But I also would not recommend it because I would never want to cause anyone to stumble in their walk. And I respect the fact that someone would avoid something they see as evil. But I don’t want those same people to judge those who have read it too harshly. They may have read it, formed an opinion about it and moved on to the next book. There will always be extremist who fantasize to heavily about the characters. When the Matrix came out there were people who thought any moment they would be unplugged.
Keri Elkins says
Thank you for that post! On a side note…can you send this runner a list of songs on your running playlist? I have added the ones you have mentioned here and there, but a complete list would be really cool! Or make it a post on your blog….I am sure there are many other “mother runners” that would love to get some new inspiration while running.
rebecca d says
I too will not be reading the book… I feel no need to embed those images in my sub-conscience… I do not consider myself a prude either, but I am also not a literature snob… Sometimes I read for enrichment, and sometimes for entertainment… Some of the works of “great literature” out there would put a chronic insomniac to sleep… It’s like eating something healthy but bland… You do it because it’s good for you, but sometimes I also want a cheeseburger…
Now from a moral standpoint, I agree with everything you wrote but some of the comments I read reminded me of why I am sometimes cautious of saying I am a Christian in a group of new people… Not that I am ashamed of my Lord or my faith, but that I want people to get to know me and not to assume because of my faith I am judging them. I do believe your readers are all well meaning but a lot of the comments sound like they feel like they are better then anyone who would even consider reading the book… Why?? Why are we Christians as a group at the same time so loving and yet so sanctimonious?
Thank you for your post script… Thank you for having the courage to say you don’t like something in the first place.

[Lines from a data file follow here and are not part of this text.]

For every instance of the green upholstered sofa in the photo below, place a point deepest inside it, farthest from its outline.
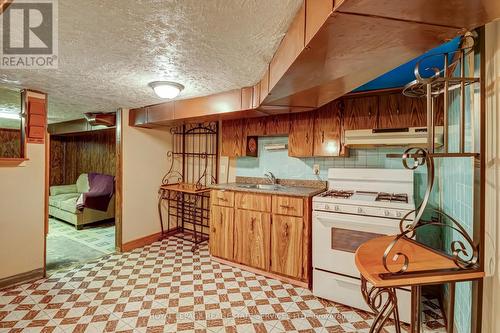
(63, 200)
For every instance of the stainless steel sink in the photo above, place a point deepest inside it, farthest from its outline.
(271, 187)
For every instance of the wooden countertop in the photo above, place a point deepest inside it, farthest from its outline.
(369, 256)
(296, 191)
(185, 188)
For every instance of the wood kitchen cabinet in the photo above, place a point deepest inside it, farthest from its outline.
(361, 112)
(300, 138)
(221, 231)
(232, 138)
(398, 111)
(278, 124)
(252, 239)
(266, 234)
(252, 127)
(328, 130)
(286, 245)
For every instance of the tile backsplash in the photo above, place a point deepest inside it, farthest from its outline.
(283, 166)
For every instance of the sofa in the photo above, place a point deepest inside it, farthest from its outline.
(63, 201)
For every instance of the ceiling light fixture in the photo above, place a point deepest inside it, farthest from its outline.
(166, 89)
(8, 115)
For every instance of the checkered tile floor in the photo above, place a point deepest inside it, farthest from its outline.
(164, 287)
(99, 236)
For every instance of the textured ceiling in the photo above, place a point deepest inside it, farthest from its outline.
(10, 103)
(110, 50)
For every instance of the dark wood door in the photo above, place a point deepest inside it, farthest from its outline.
(361, 112)
(221, 232)
(232, 138)
(398, 111)
(300, 139)
(327, 130)
(252, 239)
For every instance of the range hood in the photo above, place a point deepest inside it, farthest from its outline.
(399, 137)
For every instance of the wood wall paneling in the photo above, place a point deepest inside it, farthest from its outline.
(10, 143)
(72, 155)
(232, 138)
(300, 139)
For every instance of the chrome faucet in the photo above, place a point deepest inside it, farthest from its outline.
(272, 179)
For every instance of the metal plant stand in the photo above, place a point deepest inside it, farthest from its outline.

You took all the emotions and thoughts, reeling in my mind for a long time, and very eloquently penned them out. I spent the greater part of my life contributing to the objectifying of women by worrying about my outside and not my in. I let men define me by what I wore, how I behaved, who I was. I was exhausted having to keep this illusion up. I am so far away, and always have been, from looking like a model. I’ve never been rich and grew exhausted by doing whatever I could to afford the next trendy thing in fashion. Trying to be “it” was like a slow moving decay of my soul.
And then I freed myself and took the time to look inside myself. I didn’t like what was there. So I removed all the pretense, illusion and fantasy. I started to look at life and see that what is really important isn’t wrapped in pretty bows. It is right there, plain to see, very raw and very real. I’ve spent the last few years working on my inside, I feel absolutely beautiful. I am free…free to be me.
Sexy is being yourself. Sexy is a husband who will spend all day organizing your closet, because he loves you, and wants to make your life easier. Sexy is having your husband of eighteen years run his finger along a scar on your arm and tell you, you’re sexy.
Thank you for what you wrote. You are such a wonderful inspiration to me!
Well written, Edie! When 50 Shades first came out I decided I wouldn’t waste my time reading it, as well. I am shocked how many women are reading this book simply because “everyone is reading it”. We live in a fallen culture, and that is why we are surrounded by perversions. I remember one of my parents telling me (when I was little) that every choice I make brings me closer to Christ or further away from Him. I can’t think that this book would bring me closer. Thanks for the post!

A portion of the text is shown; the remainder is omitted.